There’s the music. The title song by a-Ha is incredibly catchy and John Barry’s score is stunning.

There’s the car – the Aston Martin V8 Vantage.

Above all, however, The Living Daylights feels like a return to form. After, perhaps, one too many (admittedly fun) world domination plots, The Living Daylights feels like an intelligent Cold War thriller. While it may be heresy to say so, the earliest Sean Connery Bond films do feel a bit dated today. The Living Daylights feels like the closest thing to those originals, combining their suspenseful sensibility with the modern aesthetic. Though it’s clearly a piece from the ‘80s, The Living Daylights may be one of the most timeless Bond films of them all.

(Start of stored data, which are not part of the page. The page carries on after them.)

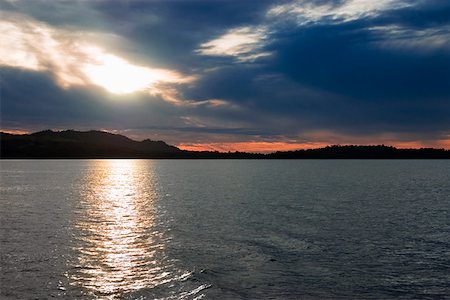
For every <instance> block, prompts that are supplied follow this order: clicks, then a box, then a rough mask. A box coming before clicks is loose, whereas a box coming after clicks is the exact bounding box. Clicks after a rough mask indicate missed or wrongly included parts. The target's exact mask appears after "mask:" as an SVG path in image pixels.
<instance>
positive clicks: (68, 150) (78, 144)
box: [0, 130, 182, 158]
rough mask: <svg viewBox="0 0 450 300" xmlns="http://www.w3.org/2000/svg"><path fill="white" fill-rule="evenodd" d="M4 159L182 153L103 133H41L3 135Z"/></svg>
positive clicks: (116, 155)
mask: <svg viewBox="0 0 450 300" xmlns="http://www.w3.org/2000/svg"><path fill="white" fill-rule="evenodd" d="M0 143H1V157H5V158H13V157H15V158H99V157H104V158H114V157H136V158H139V157H155V158H157V157H162V158H164V157H170V156H172V155H173V154H175V153H179V152H182V151H181V150H180V149H178V148H177V147H174V146H170V145H167V144H166V143H164V142H162V141H150V140H145V141H142V142H137V141H133V140H131V139H129V138H127V137H125V136H122V135H118V134H112V133H109V132H103V131H94V130H92V131H85V132H80V131H74V130H65V131H51V130H46V131H41V132H36V133H33V134H24V135H15V134H7V133H1V141H0Z"/></svg>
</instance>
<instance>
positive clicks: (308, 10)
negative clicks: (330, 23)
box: [267, 0, 409, 25]
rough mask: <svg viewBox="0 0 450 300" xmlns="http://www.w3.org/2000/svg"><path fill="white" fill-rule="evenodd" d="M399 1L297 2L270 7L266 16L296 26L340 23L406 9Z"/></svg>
mask: <svg viewBox="0 0 450 300" xmlns="http://www.w3.org/2000/svg"><path fill="white" fill-rule="evenodd" d="M408 5H409V4H408V3H407V2H406V1H401V0H378V1H373V0H346V1H342V2H341V1H339V2H333V1H329V2H323V1H319V2H317V1H308V0H297V1H293V2H290V3H285V4H281V5H276V6H274V7H272V8H271V9H270V10H269V11H268V12H267V16H268V17H269V18H274V19H282V20H286V19H291V20H294V21H295V22H296V23H297V24H298V25H306V24H310V23H317V22H331V23H342V22H348V21H353V20H356V19H360V18H364V17H371V16H376V15H378V14H379V13H380V12H382V11H384V10H390V9H396V8H401V7H406V6H408Z"/></svg>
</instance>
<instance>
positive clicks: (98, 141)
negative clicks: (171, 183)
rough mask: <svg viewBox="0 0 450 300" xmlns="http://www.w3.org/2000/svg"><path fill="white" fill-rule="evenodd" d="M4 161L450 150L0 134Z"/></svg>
mask: <svg viewBox="0 0 450 300" xmlns="http://www.w3.org/2000/svg"><path fill="white" fill-rule="evenodd" d="M0 146H1V152H0V158H1V159H329V160H330V159H372V160H379V159H389V160H392V159H403V160H404V159H450V150H445V149H435V148H420V149H398V148H395V147H392V146H385V145H374V146H361V145H346V146H340V145H333V146H327V147H323V148H315V149H303V150H295V151H277V152H273V153H268V154H261V153H247V152H218V151H188V150H181V149H179V148H177V147H175V146H171V145H168V144H167V143H165V142H163V141H151V140H144V141H140V142H138V141H134V140H132V139H129V138H128V137H125V136H122V135H118V134H112V133H109V132H104V131H95V130H91V131H74V130H65V131H51V130H46V131H41V132H36V133H32V134H10V133H4V132H0Z"/></svg>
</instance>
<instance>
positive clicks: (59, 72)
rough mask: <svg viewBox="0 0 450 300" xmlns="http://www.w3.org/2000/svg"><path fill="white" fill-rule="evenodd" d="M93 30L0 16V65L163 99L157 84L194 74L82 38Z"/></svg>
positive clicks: (111, 89) (110, 90)
mask: <svg viewBox="0 0 450 300" xmlns="http://www.w3.org/2000/svg"><path fill="white" fill-rule="evenodd" d="M96 34H98V33H92V32H79V31H69V30H65V29H58V28H53V27H51V26H49V25H46V24H44V23H41V22H37V21H35V20H33V19H29V18H26V17H24V16H20V15H13V16H7V17H6V18H4V19H3V20H1V21H0V39H1V40H2V43H1V44H0V65H3V66H8V67H14V68H23V69H28V70H33V71H40V72H50V73H51V74H53V76H54V78H55V81H56V82H57V83H58V84H59V85H60V86H62V87H64V88H70V87H72V86H89V85H97V86H100V87H102V88H104V89H105V90H107V91H108V92H111V93H116V94H126V93H132V92H136V91H143V90H146V91H148V92H149V93H150V94H158V95H161V97H162V98H163V99H164V95H165V93H164V89H163V88H161V85H167V84H185V83H189V82H192V81H194V80H195V79H196V77H195V76H186V75H184V74H181V73H179V72H177V71H174V70H168V69H161V68H152V67H150V66H141V65H135V64H133V63H131V62H129V61H127V60H126V59H125V58H122V57H119V56H117V55H114V54H113V53H111V52H110V51H107V50H106V49H104V48H102V47H101V46H99V45H96V44H93V43H92V42H90V41H89V40H88V39H87V38H86V37H88V36H90V37H92V36H93V35H94V36H95V35H96ZM98 35H100V34H98ZM171 93H172V94H173V92H171Z"/></svg>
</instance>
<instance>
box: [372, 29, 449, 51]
mask: <svg viewBox="0 0 450 300" xmlns="http://www.w3.org/2000/svg"><path fill="white" fill-rule="evenodd" d="M369 30H370V31H371V33H372V34H373V35H375V36H378V37H379V39H377V40H376V41H375V42H374V43H375V44H376V45H379V46H381V47H386V48H397V49H406V50H410V49H414V50H422V51H431V50H435V49H446V50H450V26H449V25H446V26H442V27H437V28H422V29H417V28H408V27H405V26H400V25H386V26H375V27H370V28H369Z"/></svg>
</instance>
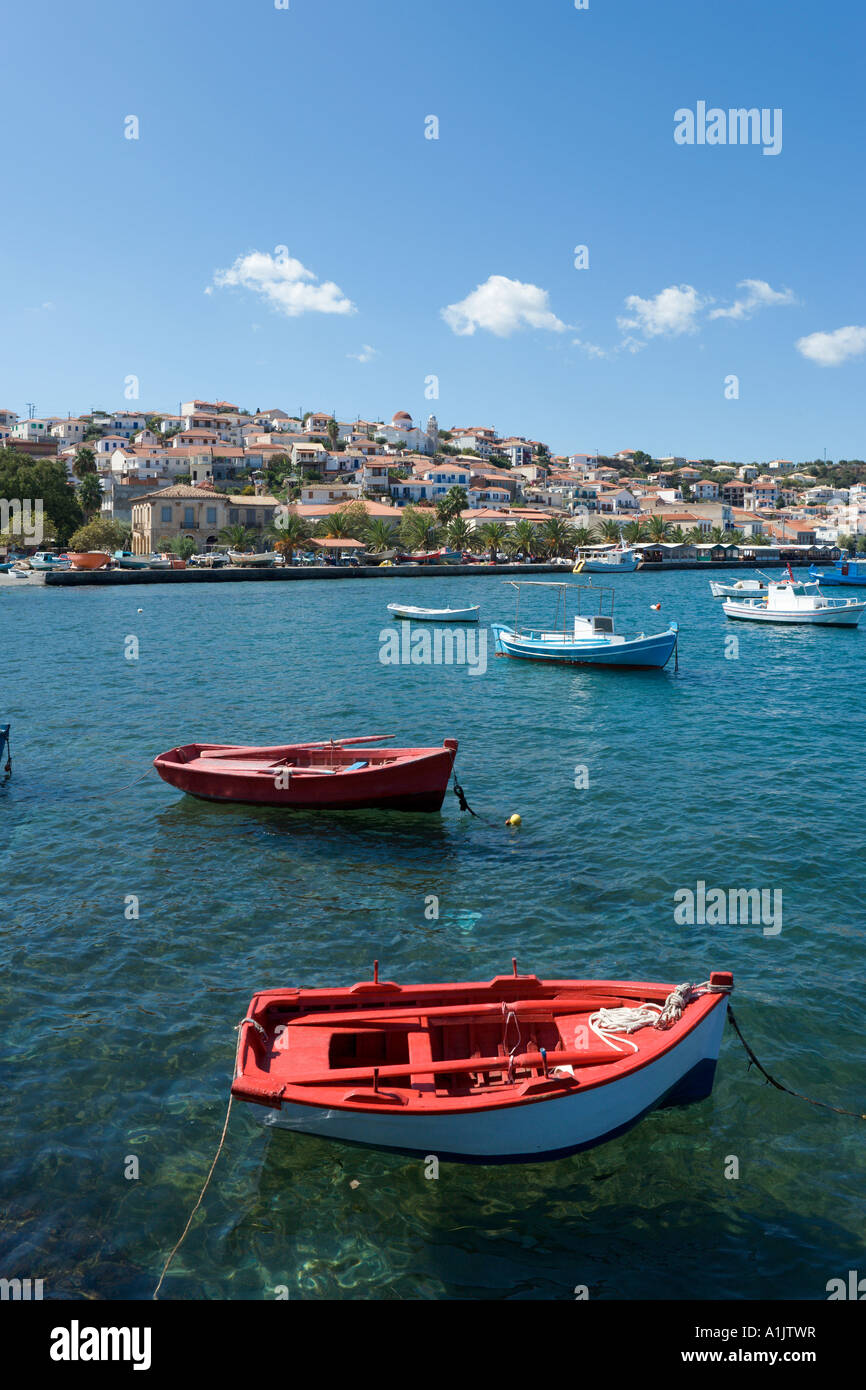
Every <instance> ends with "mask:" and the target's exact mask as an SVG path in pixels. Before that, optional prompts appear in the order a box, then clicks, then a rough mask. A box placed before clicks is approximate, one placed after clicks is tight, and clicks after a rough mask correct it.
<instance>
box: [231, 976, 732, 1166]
mask: <svg viewBox="0 0 866 1390" xmlns="http://www.w3.org/2000/svg"><path fill="white" fill-rule="evenodd" d="M733 987H734V977H733V976H731V974H728V973H727V972H716V973H713V974H710V977H709V980H708V981H706V983H705V984H701V986H680V987H674V986H671V984H645V983H637V981H634V980H613V981H610V980H538V979H537V977H535V976H534V974H525V976H518V974H517V966H516V965H514V974H510V976H496V979H493V980H489V981H487V983H477V984H473V983H467V984H417V986H399V984H393V983H391V981H381V980H379V979H378V965H377V967H375V969H374V979H373V980H371V981H364V983H361V984H356V986H353V987H350V988H338V990H267V991H264V992H261V994H256V995H254V997H253V999H252V1002H250V1006H249V1011H247V1015H246V1017H245V1019H243V1020H242V1023H240V1026H239V1038H238V1061H236V1068H235V1080H234V1084H232V1094H234V1095H235V1097H238V1099H242V1101H250V1102H253V1104H256V1105H261V1106H265V1108H267V1115H265V1123H270V1125H274V1126H281V1127H285V1129H291V1130H299V1131H302V1133H307V1134H320V1136H324V1137H327V1138H338V1140H343V1141H348V1143H356V1144H367V1145H371V1147H374V1148H388V1150H398V1151H400V1152H409V1154H421V1155H431V1154H432V1155H436V1156H438V1158H450V1159H456V1161H461V1162H481V1163H496V1162H535V1161H539V1159H545V1158H557V1156H562V1155H564V1154H571V1152H575V1151H577V1150H582V1148H591V1147H594V1145H595V1144H602V1143H605V1141H606V1140H610V1138H613V1137H614V1136H617V1134H621V1133H623V1131H624V1130H627V1129H630V1127H631V1126H632V1125H635V1123H637V1122H638V1120H639V1119H641V1118H642V1116H644V1115H646V1113H648V1111H651V1109H653V1108H656V1106H662V1105H678V1104H685V1102H689V1101H696V1099H702V1098H703V1097H706V1095H709V1094H710V1091H712V1087H713V1076H714V1070H716V1061H717V1058H719V1047H720V1041H721V1031H723V1027H724V1017H726V1011H727V995H728V992H730V991H731V990H733Z"/></svg>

Wednesday, 11 January 2017

300 Words on "The Accountant" (2016)


I love movies with great casts. The Accountant, by all standards, looked to be one of those films featuring performances from some of the best – and surely most popular – actors of the twenty-first century. Ben Affleck. Anna Kendrick. J.K. Simmons. Jeffrey Tambor. John Lithgow. But, movies with great casts always run the risk of under-utilizing their talented performers and, sadly, The Accountant turns out to be one of those movies. While Affleck turns in an excellent performance in the central role, and J.K. Simmons positively captivates in every scene – especially elevating one sequence which is essentially one long exposition dump dramatically – Jeffrey Tambor and John Lithgow are given far too little to do. And Anna Kendrick isn’t very believable as an accountant either.

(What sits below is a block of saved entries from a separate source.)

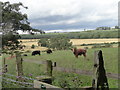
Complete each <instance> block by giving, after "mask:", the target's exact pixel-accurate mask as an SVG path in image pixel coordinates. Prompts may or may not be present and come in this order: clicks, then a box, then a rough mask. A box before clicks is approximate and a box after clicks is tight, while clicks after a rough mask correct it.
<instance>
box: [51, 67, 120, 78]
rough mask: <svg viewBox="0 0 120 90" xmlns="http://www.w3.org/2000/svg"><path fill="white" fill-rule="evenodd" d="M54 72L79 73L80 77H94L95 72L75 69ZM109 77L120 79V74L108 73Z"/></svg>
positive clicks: (107, 75) (87, 70)
mask: <svg viewBox="0 0 120 90" xmlns="http://www.w3.org/2000/svg"><path fill="white" fill-rule="evenodd" d="M53 70H56V71H61V72H68V73H77V74H79V75H89V76H91V75H93V71H92V70H91V71H90V70H80V69H73V68H64V67H54V68H53ZM107 76H108V77H109V78H114V79H118V78H120V76H118V74H114V73H107Z"/></svg>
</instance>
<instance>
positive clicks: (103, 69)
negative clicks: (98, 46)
mask: <svg viewBox="0 0 120 90" xmlns="http://www.w3.org/2000/svg"><path fill="white" fill-rule="evenodd" d="M93 72H94V74H93V82H92V87H93V88H94V89H95V90H98V89H105V90H109V85H108V81H107V76H106V71H105V69H104V61H103V56H102V51H101V50H99V51H95V53H94V69H93Z"/></svg>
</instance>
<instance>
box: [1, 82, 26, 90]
mask: <svg viewBox="0 0 120 90" xmlns="http://www.w3.org/2000/svg"><path fill="white" fill-rule="evenodd" d="M3 82H4V83H7V84H12V85H14V86H18V84H15V83H11V82H6V81H3ZM19 87H23V88H25V86H21V85H19Z"/></svg>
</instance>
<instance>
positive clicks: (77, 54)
mask: <svg viewBox="0 0 120 90" xmlns="http://www.w3.org/2000/svg"><path fill="white" fill-rule="evenodd" d="M71 50H72V51H73V54H74V55H75V56H76V58H78V55H80V56H81V55H83V56H84V57H85V58H86V52H87V50H86V49H77V48H73V49H71Z"/></svg>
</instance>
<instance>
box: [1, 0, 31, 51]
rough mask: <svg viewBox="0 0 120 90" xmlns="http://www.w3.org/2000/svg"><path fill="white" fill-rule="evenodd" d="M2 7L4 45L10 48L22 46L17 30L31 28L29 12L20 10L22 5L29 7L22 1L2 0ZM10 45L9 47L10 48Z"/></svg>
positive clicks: (13, 47)
mask: <svg viewBox="0 0 120 90" xmlns="http://www.w3.org/2000/svg"><path fill="white" fill-rule="evenodd" d="M0 4H1V8H2V22H0V25H1V27H2V47H3V49H5V48H6V47H7V49H8V50H10V49H13V50H15V49H17V48H18V47H19V46H20V42H19V41H18V39H19V38H20V35H19V34H18V33H17V32H16V31H17V30H19V29H21V30H23V31H24V30H31V29H32V28H31V27H30V23H29V22H28V18H27V14H22V13H21V12H20V9H21V7H23V8H25V9H27V7H25V6H24V5H23V4H22V3H13V4H10V2H0ZM8 47H9V48H8Z"/></svg>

But, even if reduced to marginalized roles, the cast turn in good performances complimenting a fine, original script. For much of the plot’s runtime, The Accountant is able to not only keep the audience’s full attention, but at times subvert their expectations. But, just when one is thinking that he or she has found an original, intelligent crime thriller, The Accountant falls back on age-old, worn-out clichés, sadly making a lot of what has just transpired seem quite anticlimactic. And then, when one applies a little more thought to what they have seen, they realize that the film’s non-linear story-telling actually presented a fairly simple story in a needlessly complicated manner.

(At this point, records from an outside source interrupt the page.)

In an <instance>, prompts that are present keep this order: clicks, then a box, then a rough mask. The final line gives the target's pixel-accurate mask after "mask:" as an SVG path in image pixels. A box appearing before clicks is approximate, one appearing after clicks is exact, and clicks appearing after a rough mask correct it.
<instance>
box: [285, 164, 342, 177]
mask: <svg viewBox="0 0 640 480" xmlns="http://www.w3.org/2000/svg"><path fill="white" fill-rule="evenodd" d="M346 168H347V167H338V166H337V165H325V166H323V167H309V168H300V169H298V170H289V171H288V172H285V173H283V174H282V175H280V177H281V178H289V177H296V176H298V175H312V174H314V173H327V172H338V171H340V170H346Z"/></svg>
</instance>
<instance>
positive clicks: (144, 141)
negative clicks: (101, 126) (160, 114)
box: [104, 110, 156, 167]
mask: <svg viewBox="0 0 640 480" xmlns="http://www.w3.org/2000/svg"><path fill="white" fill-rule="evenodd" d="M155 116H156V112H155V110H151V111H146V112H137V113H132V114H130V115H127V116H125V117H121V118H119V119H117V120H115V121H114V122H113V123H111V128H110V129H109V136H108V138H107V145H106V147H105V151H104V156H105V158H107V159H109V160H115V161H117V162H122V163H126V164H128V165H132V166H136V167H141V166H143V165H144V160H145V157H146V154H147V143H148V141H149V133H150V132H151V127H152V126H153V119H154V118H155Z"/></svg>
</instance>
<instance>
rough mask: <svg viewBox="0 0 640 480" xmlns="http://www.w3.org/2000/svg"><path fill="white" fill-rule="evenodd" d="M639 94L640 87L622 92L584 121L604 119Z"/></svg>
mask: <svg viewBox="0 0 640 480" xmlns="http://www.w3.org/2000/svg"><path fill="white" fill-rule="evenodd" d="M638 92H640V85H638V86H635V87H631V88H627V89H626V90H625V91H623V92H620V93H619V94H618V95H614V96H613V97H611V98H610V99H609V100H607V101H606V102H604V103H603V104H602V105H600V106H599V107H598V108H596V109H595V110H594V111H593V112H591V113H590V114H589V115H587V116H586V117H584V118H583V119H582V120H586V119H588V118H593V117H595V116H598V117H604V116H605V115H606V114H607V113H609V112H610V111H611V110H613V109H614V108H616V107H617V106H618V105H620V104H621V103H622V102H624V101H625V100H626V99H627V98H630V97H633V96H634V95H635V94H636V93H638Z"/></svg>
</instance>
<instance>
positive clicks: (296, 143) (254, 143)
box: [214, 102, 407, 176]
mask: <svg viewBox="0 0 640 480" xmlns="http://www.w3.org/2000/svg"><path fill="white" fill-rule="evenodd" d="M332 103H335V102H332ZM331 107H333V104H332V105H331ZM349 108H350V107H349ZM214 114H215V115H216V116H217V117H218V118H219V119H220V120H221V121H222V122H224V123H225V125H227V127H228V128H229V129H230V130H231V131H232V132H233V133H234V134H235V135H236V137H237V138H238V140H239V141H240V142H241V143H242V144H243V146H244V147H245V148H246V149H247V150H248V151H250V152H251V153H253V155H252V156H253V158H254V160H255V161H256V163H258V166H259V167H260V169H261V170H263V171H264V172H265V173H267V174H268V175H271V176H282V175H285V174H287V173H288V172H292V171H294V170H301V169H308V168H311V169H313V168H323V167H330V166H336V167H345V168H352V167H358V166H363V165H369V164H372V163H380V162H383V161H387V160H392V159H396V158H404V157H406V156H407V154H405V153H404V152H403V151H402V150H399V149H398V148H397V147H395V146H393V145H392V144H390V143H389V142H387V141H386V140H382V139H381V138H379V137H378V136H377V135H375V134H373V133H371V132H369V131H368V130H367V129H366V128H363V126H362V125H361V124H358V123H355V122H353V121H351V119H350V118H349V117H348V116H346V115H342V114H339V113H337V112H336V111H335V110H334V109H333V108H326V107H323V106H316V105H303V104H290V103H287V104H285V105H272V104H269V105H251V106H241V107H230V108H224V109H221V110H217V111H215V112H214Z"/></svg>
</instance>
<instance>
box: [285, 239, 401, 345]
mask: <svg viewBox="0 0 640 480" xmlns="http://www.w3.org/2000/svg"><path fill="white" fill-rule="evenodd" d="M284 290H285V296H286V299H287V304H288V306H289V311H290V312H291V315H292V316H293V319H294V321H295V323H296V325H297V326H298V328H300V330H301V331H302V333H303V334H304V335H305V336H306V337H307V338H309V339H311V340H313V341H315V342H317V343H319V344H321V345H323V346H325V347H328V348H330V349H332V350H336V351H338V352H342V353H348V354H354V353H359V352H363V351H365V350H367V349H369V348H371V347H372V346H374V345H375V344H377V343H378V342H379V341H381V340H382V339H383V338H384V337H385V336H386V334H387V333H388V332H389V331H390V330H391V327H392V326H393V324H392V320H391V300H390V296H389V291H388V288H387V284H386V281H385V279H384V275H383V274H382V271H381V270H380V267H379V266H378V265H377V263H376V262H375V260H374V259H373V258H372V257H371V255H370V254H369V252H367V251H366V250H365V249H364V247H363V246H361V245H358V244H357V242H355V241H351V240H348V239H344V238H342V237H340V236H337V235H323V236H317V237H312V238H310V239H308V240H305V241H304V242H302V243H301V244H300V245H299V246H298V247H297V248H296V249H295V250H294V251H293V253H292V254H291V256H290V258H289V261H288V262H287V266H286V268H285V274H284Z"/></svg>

That is not to say that The Accountant fails, however. It’s a good movie, to be sure, and, even in its underwhelming final act, is able to introduce a twist or two which is able to show that the smarter edge which persisted so long in the film is not entirely gone. The Accountant certainly aimed to thrill, but seems to have just missed its mark.  

Thursday, 5 January 2017

300 Words on "The Lodger" (1944)


A few words about film antagonists. They say that a movie is only as good as its villain. Oftentimes, villains can be easily categorized into different types: the cold, calculating force of evil like Hannibal “the Cannibal” Lector; an unstoppable killing machine with a blank countenance like Michael Myers in Halloween; or a force of nature like the shark in Jaws. And then, there is Jack the Ripper as played by Laird Cregar who very well might be an amalgamation of all three.

The 1944 remake of Marie Belloc Lowndes’ novel holds an interesting distinction in the history of film: it is a remake of an Alfred Hitchcock original which actually surpasses the work of The Master. Skillfully directed with emphasis on a film noir aesthetic by John Braham, The Lodger is one of the most sumptuous-looking horror films of the 1940s. But, what truly makes The Lodger so unforgettable is the central performance by Cregar. His performance as the killer is one of the most haunting in the history of horror films. Cregar’s performance as the Ripper predates Psycho by sixteen years, but the parallels to the knife-wielding Norman Bates are obvious. And, at once, Cregar manages to create a character that is eerily like the unholy combination of both the soft-spoken intellectual Hannibal Lector and the crazed, maniac Buffalo Bill.

Afforded the budget of an A-level picture, The Lodger is in a class all of its own. Its supporting players from Merle Oberon’s music hall dancer to George Sanders’s stiff-upper-lipped police inspector to Sir Cedric Hardwicke’s dottery old man make The Lodger an absolute treat.

But, The Lodger is a study in evil; a showcase for one of the most original and devilish performances to ever emerge from 1940s Hollywood. It’s a movie still liable to give goosebumps.